= Mule (dance) =

The Mule was a dance fad created in 1965 by famed dance instructor Killer Joe Piro based on the earlier "Mule Walk" which was popular in the 1910s.

== The Mule Walk ==

The dominant step of the "mule" is from the "Mule Walk," inspired by the James P. Johnson song of the same title. The dance was popular in the 1910s. The song is in a stride style of music, which is similar to ragtime. Johnson is said to have composed it based on a number of country and square dances he was doing while working at The Jungles Casino around 1913, he later published it in 1938.

== How to do the "Mule Walk" ==

1) Start by standing straight and feet a few inches apart, facing your partner.

2) Lift your right hand high over head, Elbows slightly bent, palms facing forward towards your partner. Lift the right knee forward and bent, about hip height and as you bring the right arm down alongside it with the chest also coming forward. The movement should be vigorous and strongly accented like the 2nd count of the Jerk.

3) Foot comes down, body straightens as left hand is raised overhead.

4) Repeat step 2 with the left arm and foot.

== The Mule ==

In 1965, Smirnoff Vodka hired Killer Joe Piro to create a new dance called the Mule for their new drink of the same name (vodka with a 7-Up mixer), and to release an album of music by Skitch Henderson that included a track with the same name (Skitch Plays The Mule, Mainstream Records - KP-326). However, the track didn't include calls to help people dance the mule. Instead, the singers tell you how to fix yourself the drink. Piro and his partner also appear in an advertisement for the drink.

As for the dance itself, the Mule Walk was usually done at the beginning, partners facing each other and most of the patterns of the dance were based on the Mule Walk. Once the person learned the basic step the rest was said to be easy.

== How to do the Mule ==

One must practice the Mule Walk above well before advancing onto the Mule. Get into that straightening and bending groove when lifting the legs/knees with its strong accents. These accents lamely portray a mule walking.

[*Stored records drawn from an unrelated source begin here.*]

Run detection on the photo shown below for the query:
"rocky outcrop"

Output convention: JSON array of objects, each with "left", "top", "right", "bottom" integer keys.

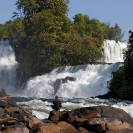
[
  {"left": 48, "top": 106, "right": 133, "bottom": 133},
  {"left": 0, "top": 89, "right": 133, "bottom": 133}
]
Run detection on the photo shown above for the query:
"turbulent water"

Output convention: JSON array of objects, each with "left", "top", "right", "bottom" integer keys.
[{"left": 0, "top": 40, "right": 133, "bottom": 119}]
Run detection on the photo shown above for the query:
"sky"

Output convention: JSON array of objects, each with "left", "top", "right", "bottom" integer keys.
[{"left": 0, "top": 0, "right": 133, "bottom": 41}]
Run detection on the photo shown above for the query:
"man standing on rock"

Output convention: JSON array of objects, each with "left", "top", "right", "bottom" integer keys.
[{"left": 51, "top": 96, "right": 62, "bottom": 110}]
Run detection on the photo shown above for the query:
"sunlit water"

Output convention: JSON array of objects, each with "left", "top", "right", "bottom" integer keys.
[{"left": 0, "top": 40, "right": 133, "bottom": 119}]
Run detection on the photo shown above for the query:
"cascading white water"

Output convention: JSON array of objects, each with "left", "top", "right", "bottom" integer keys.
[
  {"left": 0, "top": 39, "right": 18, "bottom": 94},
  {"left": 21, "top": 63, "right": 121, "bottom": 98},
  {"left": 0, "top": 40, "right": 133, "bottom": 119},
  {"left": 0, "top": 39, "right": 127, "bottom": 98},
  {"left": 104, "top": 40, "right": 128, "bottom": 63}
]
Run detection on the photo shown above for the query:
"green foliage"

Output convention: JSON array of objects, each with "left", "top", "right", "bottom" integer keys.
[
  {"left": 0, "top": 24, "right": 8, "bottom": 38},
  {"left": 102, "top": 23, "right": 124, "bottom": 41},
  {"left": 110, "top": 32, "right": 133, "bottom": 100}
]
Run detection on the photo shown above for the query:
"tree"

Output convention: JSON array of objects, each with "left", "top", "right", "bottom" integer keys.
[
  {"left": 0, "top": 24, "right": 9, "bottom": 38},
  {"left": 109, "top": 31, "right": 133, "bottom": 100}
]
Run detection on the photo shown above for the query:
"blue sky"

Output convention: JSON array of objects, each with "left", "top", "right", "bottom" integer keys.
[{"left": 0, "top": 0, "right": 133, "bottom": 41}]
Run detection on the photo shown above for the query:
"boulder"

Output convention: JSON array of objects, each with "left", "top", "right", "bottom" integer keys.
[{"left": 49, "top": 106, "right": 133, "bottom": 133}]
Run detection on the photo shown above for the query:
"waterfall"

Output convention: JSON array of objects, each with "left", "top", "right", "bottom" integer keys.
[
  {"left": 0, "top": 39, "right": 127, "bottom": 98},
  {"left": 0, "top": 39, "right": 18, "bottom": 94},
  {"left": 104, "top": 40, "right": 128, "bottom": 63},
  {"left": 21, "top": 63, "right": 121, "bottom": 98}
]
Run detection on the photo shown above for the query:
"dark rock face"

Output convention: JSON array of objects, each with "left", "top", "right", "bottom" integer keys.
[
  {"left": 49, "top": 106, "right": 133, "bottom": 133},
  {"left": 0, "top": 89, "right": 133, "bottom": 133}
]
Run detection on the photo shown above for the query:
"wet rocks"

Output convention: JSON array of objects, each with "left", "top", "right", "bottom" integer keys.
[{"left": 0, "top": 89, "right": 133, "bottom": 133}]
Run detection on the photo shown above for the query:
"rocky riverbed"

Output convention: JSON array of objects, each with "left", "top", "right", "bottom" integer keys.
[{"left": 0, "top": 89, "right": 133, "bottom": 133}]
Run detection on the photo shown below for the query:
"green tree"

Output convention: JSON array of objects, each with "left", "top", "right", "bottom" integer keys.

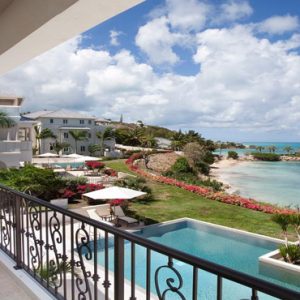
[
  {"left": 171, "top": 130, "right": 186, "bottom": 151},
  {"left": 88, "top": 144, "right": 101, "bottom": 156},
  {"left": 283, "top": 146, "right": 293, "bottom": 154},
  {"left": 266, "top": 145, "right": 276, "bottom": 153},
  {"left": 141, "top": 134, "right": 157, "bottom": 148},
  {"left": 96, "top": 127, "right": 115, "bottom": 156},
  {"left": 69, "top": 130, "right": 87, "bottom": 153},
  {"left": 34, "top": 125, "right": 56, "bottom": 154},
  {"left": 0, "top": 111, "right": 16, "bottom": 128},
  {"left": 50, "top": 140, "right": 70, "bottom": 155}
]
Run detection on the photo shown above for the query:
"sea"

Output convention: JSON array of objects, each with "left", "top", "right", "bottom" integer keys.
[{"left": 216, "top": 142, "right": 300, "bottom": 208}]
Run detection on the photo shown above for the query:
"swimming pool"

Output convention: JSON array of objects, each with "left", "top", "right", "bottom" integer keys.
[{"left": 92, "top": 219, "right": 300, "bottom": 300}]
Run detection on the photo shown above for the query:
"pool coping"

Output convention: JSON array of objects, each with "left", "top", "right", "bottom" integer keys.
[{"left": 128, "top": 217, "right": 285, "bottom": 246}]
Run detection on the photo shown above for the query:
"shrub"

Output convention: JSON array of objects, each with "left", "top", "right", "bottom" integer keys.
[
  {"left": 196, "top": 161, "right": 210, "bottom": 176},
  {"left": 227, "top": 151, "right": 239, "bottom": 159},
  {"left": 85, "top": 160, "right": 105, "bottom": 170},
  {"left": 0, "top": 165, "right": 65, "bottom": 200},
  {"left": 279, "top": 244, "right": 300, "bottom": 265},
  {"left": 251, "top": 152, "right": 280, "bottom": 161},
  {"left": 170, "top": 157, "right": 194, "bottom": 174},
  {"left": 103, "top": 168, "right": 118, "bottom": 177}
]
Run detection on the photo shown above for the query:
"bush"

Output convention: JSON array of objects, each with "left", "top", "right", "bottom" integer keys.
[
  {"left": 196, "top": 161, "right": 210, "bottom": 176},
  {"left": 85, "top": 160, "right": 105, "bottom": 170},
  {"left": 116, "top": 176, "right": 152, "bottom": 194},
  {"left": 251, "top": 152, "right": 280, "bottom": 161},
  {"left": 227, "top": 151, "right": 239, "bottom": 159},
  {"left": 0, "top": 165, "right": 65, "bottom": 200},
  {"left": 170, "top": 157, "right": 194, "bottom": 174},
  {"left": 279, "top": 244, "right": 300, "bottom": 265}
]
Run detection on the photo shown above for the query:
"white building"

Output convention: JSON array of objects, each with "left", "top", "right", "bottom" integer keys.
[
  {"left": 23, "top": 109, "right": 115, "bottom": 155},
  {"left": 0, "top": 97, "right": 33, "bottom": 168}
]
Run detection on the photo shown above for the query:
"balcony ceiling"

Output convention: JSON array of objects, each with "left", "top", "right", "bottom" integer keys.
[
  {"left": 0, "top": 0, "right": 14, "bottom": 15},
  {"left": 0, "top": 0, "right": 143, "bottom": 75}
]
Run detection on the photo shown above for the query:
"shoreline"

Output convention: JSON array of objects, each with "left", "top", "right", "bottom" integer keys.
[{"left": 210, "top": 158, "right": 251, "bottom": 195}]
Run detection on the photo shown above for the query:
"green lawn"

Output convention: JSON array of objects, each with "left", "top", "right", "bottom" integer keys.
[{"left": 105, "top": 160, "right": 295, "bottom": 237}]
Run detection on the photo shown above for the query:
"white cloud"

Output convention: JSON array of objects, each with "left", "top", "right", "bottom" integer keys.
[
  {"left": 166, "top": 0, "right": 212, "bottom": 31},
  {"left": 216, "top": 0, "right": 253, "bottom": 21},
  {"left": 135, "top": 17, "right": 181, "bottom": 64},
  {"left": 109, "top": 30, "right": 122, "bottom": 46},
  {"left": 257, "top": 15, "right": 300, "bottom": 34},
  {"left": 0, "top": 17, "right": 300, "bottom": 138}
]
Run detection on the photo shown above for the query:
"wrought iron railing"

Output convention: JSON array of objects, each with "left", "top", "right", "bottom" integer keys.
[{"left": 0, "top": 185, "right": 300, "bottom": 300}]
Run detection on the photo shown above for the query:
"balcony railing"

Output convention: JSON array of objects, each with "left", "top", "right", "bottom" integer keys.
[{"left": 0, "top": 185, "right": 300, "bottom": 300}]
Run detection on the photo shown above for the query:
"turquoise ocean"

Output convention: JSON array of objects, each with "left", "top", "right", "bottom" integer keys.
[{"left": 216, "top": 142, "right": 300, "bottom": 207}]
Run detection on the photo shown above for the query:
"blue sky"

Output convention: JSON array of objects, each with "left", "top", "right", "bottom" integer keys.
[{"left": 0, "top": 0, "right": 300, "bottom": 141}]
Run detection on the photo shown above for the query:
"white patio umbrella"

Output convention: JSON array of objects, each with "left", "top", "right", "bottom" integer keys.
[
  {"left": 75, "top": 156, "right": 99, "bottom": 162},
  {"left": 66, "top": 153, "right": 83, "bottom": 158},
  {"left": 83, "top": 186, "right": 146, "bottom": 200},
  {"left": 38, "top": 152, "right": 58, "bottom": 157}
]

To make the above into 'The Mule' you would start to turn, Kick your feet, and flap your hands like a Mule and generally do whatever you felt like, keeping the above rhythm going which at times could get difficult to do.

== "The Mule" in Pop Culture ==

- James P. Johnson's recording of "The Mule Walk" is featured on the score of the 1991 film Billy Bathgate starring Nicole Kidman, Dustin Hoffman, and Bruce Willis.